Shocking moment young man is pinned to the ground by five ticket inspectors during dramatic arrest on Melbourne bus

Shocked bus passengers have captured the moment a group of ticket checkers pinned a young man to the ground after he allegedly attacked a police officer.

Public Transport Victoria (PTV) officers restrained the 24-year-old man on the 601 bus from Huntingdale to Monash in the city’s south-east on Wednesday.

Police were called to Huntingdale train station where they found five officers still holding the man, who was from Ivanhoe East in the city’s northeast.

Initial reports indicate that he allegedly assaulted an authorized officer.

The man has been released, but is expected to remain that way charged upon summons. An investigation into the incident is ongoing.

Social media users, lacking the context of the man’s alleged assault, assumed he had simply forgotten to touch his MyKi card at the start of the trip.

“Poor guy didn’t tap MyKi,” one user wrote in the caption of a video showing the man pinned to the ground on the floor of a bus.

Others who viewed the video criticized the officer’s “excessive” use of force, but also admitted they did not have the full context.

Shocked passengers on a Melbourne bus captured the moment ticket inspectors pinned a man to the ground after he allegedly attacked a worker (pictured)

Video footage shows five PTV officers restraining a 24-year-old man on bus 601 from Huntingdale to Monash in the city’s southeast on Wednesday (pictured)

“Look, we obviously don’t have the full context here… But why are those damn ticket inspectors dressed like they’re part of some tactical unit,” someone asked.

These muppets have no training in how to safely restrain and arrest people.”

‘Five against one?
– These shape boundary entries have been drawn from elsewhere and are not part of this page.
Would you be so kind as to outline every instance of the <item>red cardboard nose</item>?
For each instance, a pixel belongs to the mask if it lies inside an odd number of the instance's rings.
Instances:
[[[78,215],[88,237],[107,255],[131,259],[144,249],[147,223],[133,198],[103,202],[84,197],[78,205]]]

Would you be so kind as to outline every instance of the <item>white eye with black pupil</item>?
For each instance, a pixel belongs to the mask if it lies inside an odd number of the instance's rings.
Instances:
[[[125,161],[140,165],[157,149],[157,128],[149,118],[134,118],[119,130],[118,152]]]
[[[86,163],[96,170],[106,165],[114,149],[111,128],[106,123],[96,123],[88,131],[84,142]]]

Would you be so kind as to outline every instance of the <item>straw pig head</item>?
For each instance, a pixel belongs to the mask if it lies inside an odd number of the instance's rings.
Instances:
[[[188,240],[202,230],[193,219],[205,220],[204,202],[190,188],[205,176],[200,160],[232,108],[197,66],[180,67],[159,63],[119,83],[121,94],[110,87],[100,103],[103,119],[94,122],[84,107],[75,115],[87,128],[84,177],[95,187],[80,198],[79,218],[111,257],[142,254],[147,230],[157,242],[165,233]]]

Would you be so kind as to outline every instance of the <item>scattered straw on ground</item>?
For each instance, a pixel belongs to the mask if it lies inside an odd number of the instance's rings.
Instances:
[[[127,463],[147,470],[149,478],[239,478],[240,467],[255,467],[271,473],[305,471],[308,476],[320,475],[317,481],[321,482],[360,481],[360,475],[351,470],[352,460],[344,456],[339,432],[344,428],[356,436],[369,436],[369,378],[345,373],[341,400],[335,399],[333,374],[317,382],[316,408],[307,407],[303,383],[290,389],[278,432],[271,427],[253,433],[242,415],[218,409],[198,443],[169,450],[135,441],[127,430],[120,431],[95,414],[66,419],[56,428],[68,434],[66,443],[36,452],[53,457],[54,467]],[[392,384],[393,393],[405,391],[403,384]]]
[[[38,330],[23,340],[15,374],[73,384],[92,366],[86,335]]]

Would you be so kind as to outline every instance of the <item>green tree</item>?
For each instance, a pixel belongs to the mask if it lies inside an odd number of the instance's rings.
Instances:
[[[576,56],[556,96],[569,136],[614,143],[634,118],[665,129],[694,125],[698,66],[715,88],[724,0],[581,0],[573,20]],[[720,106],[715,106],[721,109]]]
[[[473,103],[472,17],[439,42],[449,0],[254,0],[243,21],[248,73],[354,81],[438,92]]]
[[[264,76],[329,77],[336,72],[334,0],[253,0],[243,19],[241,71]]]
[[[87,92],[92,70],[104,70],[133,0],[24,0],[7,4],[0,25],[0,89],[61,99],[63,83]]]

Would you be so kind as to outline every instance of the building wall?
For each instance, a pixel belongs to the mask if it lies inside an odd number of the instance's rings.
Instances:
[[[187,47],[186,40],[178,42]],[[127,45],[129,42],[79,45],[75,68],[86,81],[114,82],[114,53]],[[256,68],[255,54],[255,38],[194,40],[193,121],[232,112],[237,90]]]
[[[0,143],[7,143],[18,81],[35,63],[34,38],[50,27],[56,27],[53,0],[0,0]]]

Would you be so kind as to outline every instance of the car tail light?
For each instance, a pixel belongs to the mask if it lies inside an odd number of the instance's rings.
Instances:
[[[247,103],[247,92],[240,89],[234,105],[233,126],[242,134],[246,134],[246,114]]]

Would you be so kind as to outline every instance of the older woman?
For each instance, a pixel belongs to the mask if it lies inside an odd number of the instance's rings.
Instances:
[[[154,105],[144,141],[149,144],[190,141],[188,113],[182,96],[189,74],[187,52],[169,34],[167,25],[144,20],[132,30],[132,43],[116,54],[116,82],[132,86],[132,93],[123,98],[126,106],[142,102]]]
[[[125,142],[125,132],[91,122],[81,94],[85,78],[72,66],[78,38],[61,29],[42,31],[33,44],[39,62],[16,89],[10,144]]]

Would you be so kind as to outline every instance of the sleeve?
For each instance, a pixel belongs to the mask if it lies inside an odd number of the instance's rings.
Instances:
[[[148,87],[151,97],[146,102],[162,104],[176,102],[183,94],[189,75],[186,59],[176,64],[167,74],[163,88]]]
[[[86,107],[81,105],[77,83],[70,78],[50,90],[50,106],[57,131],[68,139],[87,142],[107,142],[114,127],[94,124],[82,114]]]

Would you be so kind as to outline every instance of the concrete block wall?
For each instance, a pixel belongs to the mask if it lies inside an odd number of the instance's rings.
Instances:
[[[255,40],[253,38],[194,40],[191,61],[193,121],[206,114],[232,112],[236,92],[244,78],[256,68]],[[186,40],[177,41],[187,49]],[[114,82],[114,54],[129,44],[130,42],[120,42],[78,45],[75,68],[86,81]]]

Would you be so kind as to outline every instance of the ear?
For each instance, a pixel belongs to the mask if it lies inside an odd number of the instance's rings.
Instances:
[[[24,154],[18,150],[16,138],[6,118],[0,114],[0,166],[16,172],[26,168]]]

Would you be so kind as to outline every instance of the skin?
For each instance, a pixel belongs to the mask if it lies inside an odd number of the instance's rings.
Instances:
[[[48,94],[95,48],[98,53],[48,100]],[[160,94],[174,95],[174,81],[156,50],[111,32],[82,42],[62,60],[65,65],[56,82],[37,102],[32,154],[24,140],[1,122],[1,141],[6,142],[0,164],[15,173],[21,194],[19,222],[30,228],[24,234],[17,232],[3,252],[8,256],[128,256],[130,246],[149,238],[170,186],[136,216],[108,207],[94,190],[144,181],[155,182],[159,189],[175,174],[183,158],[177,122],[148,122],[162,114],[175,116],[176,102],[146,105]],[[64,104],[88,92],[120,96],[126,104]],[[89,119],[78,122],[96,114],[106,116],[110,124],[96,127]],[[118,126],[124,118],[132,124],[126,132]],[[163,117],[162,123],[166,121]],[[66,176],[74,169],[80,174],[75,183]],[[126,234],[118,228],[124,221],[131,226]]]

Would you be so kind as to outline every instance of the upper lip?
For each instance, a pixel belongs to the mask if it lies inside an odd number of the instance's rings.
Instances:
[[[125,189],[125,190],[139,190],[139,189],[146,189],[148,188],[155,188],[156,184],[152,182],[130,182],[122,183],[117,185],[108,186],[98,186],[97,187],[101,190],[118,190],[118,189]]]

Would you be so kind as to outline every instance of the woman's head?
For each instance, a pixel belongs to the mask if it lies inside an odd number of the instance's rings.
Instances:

Is the student [Mike] Tyson,” another wondered.

“Anyone defending this s*** needs to get their head checked,” a third added.

The Transport (Compliance and Miscellaneous) Act allows authorized officers to arrest a person if the officer believes on reasonable grounds that the arrest is necessary.

These grounds may include the maintenance of public order, the prevention of the continuation or recurrence of a criminal offense and the safety of members of the public or of the individual.

Section 462A of the Crimes Act 1958 allows authorized officers to use proportionate force to arrest someone who commits an offence.

Authorized officers (pictured in Melbourne) may make arrests to keep the peace, but their rules require them to use the least amount of force possible

However, the law’s arrest procedures require officers to recognize “the seriousness of depriving a person of liberty and whether an arrest of a person by an authorized officer would be necessary.”

Officers must ensure that all other options for dealing with the situation have been exhausted and that any arrest is made ‘discreetly and unobtrusively’.

What counts as a reasonable arrest depends on the individual circumstances of each case involving the officer to justify that the force used was necessary and not excessive.

Victorian Police have urged anyone with information or images of what happened to contact Crime Stoppers immediately.